Segundo Phillips, estes mesmo agricultores apontam a demarcação como um obstáculo ao desenvolvimento econômico brasileiro e afirmam que possuem numerosos indígenas entre os seus empregados. O Guardian denuncia que a violência na região eclodiu no início de 2008, “após o governo tentar eliminar todos os não-indígenas da reserva. Pontes foram queimadas e um grupo de indígenas foi alvo de tiros, disparados possivelmente por pistoleiros contratados por agricultores locais”.

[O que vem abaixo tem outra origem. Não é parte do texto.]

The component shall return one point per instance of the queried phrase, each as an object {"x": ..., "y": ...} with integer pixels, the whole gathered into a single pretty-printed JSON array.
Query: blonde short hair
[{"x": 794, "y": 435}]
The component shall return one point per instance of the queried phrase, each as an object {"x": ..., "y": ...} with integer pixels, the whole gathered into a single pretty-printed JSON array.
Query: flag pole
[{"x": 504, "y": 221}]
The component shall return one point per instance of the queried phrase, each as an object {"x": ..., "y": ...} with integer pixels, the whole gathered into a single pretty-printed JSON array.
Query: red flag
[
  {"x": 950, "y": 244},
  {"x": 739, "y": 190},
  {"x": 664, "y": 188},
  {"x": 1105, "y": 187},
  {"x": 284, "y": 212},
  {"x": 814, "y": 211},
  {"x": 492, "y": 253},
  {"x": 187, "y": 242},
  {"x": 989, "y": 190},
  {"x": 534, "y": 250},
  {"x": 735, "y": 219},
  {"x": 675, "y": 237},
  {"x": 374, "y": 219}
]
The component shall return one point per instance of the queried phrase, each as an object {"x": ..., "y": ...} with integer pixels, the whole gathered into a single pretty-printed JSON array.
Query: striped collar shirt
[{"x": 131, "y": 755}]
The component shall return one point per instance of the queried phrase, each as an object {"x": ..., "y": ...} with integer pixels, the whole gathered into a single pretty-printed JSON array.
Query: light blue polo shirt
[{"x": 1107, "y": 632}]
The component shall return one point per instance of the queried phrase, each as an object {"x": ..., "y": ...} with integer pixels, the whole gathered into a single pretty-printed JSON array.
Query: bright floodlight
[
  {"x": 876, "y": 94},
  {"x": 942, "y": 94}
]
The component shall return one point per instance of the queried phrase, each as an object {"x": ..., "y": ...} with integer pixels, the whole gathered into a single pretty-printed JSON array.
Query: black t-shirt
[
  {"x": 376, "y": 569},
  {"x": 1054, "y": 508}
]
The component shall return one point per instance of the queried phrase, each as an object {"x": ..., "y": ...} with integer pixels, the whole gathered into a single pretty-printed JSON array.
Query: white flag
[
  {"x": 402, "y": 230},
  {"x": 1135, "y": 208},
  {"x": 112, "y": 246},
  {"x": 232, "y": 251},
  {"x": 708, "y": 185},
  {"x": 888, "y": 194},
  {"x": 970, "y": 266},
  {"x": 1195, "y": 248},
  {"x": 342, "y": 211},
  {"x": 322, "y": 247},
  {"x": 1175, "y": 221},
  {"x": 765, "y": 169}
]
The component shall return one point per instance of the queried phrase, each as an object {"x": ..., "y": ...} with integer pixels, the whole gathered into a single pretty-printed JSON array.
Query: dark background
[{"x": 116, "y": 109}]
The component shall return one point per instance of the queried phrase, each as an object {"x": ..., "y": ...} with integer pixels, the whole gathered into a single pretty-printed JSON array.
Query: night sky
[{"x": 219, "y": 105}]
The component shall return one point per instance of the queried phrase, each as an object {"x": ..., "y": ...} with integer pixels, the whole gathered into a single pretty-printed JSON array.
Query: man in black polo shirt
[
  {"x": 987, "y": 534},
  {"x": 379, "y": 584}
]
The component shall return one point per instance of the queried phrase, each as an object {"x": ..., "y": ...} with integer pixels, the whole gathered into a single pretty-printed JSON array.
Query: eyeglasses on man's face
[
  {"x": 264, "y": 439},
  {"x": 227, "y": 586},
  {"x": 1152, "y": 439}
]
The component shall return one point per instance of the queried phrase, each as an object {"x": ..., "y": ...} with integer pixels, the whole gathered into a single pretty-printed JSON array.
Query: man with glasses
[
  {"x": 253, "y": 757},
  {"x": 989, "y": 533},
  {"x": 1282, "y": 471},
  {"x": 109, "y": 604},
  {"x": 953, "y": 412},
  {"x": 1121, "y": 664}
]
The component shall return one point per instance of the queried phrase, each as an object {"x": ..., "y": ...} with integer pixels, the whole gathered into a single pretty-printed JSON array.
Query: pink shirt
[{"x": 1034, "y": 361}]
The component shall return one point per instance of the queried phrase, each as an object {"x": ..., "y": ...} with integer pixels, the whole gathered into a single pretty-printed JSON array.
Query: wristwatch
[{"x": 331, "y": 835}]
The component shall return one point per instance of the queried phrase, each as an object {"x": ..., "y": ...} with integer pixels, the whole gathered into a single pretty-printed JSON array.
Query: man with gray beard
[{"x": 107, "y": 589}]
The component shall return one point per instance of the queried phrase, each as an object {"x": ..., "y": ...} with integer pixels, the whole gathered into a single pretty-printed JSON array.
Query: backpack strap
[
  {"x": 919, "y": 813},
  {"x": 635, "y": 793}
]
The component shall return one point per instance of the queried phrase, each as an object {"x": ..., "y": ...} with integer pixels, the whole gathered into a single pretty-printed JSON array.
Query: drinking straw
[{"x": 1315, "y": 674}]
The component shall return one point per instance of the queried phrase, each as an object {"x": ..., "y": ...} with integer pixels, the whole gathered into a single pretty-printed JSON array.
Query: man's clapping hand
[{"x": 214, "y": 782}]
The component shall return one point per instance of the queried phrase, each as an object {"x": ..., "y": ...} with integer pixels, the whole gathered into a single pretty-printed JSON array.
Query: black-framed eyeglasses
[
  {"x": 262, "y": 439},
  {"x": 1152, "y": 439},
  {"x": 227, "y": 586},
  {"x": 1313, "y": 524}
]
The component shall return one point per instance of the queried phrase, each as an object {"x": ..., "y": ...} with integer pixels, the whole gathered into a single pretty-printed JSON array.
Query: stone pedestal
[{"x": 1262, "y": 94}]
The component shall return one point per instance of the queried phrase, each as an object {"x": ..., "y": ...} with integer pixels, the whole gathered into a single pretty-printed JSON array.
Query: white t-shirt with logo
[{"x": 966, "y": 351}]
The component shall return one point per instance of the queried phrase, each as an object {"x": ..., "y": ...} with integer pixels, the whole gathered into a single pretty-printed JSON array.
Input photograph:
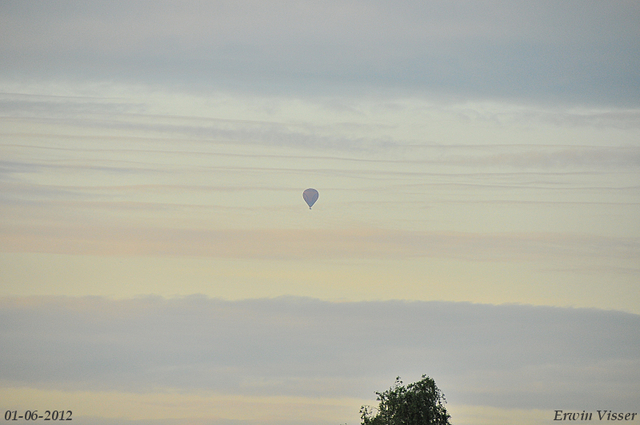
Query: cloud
[
  {"x": 64, "y": 237},
  {"x": 512, "y": 356},
  {"x": 577, "y": 52}
]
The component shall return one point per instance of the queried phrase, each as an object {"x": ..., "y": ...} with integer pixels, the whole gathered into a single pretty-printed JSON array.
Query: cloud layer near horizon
[{"x": 508, "y": 356}]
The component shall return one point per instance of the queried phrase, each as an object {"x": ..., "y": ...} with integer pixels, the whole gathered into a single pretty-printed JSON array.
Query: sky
[{"x": 478, "y": 165}]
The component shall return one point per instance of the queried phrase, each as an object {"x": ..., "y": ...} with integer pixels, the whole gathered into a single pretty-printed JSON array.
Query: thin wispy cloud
[{"x": 305, "y": 347}]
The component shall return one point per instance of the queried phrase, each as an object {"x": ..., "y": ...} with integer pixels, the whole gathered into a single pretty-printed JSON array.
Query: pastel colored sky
[{"x": 478, "y": 165}]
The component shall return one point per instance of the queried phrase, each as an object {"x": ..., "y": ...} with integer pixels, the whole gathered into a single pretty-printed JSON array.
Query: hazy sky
[{"x": 478, "y": 165}]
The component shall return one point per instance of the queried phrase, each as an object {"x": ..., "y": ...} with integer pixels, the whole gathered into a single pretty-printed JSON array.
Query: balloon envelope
[{"x": 310, "y": 196}]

A matéria prossegue: “Ativistas dizem que uma decisão que reduza o tamanho das reservas indígenas iria incentivar ainda mais invasões por garimpeiros, madeireiros e fazendeiros”. Fiona Watson, militante da Ong Survival International, entrevistada por Phillips, afirmou que “uma decisão a favor dos agricultores poderia destruir os indígenas, seu modo de vida e definir um catastrófico precedente para índios em todo o Brasil". O texto encerra indicando que, no ano passado, um militar brasileiro não identificado teria dito ao correspondente que as forças armadas brasileiras acreditavam que narcotraficantes poderiam aproveitar a ausência do Estado na área indígena e utilizar as comunidades no contrabando de cocaína para o Brasil. “Muitos altos responsáveis das forças armadas vêem a reserva - localizadas ao longo de fronteiras - como uma ameaça à segurança nacional”, encerra o texto.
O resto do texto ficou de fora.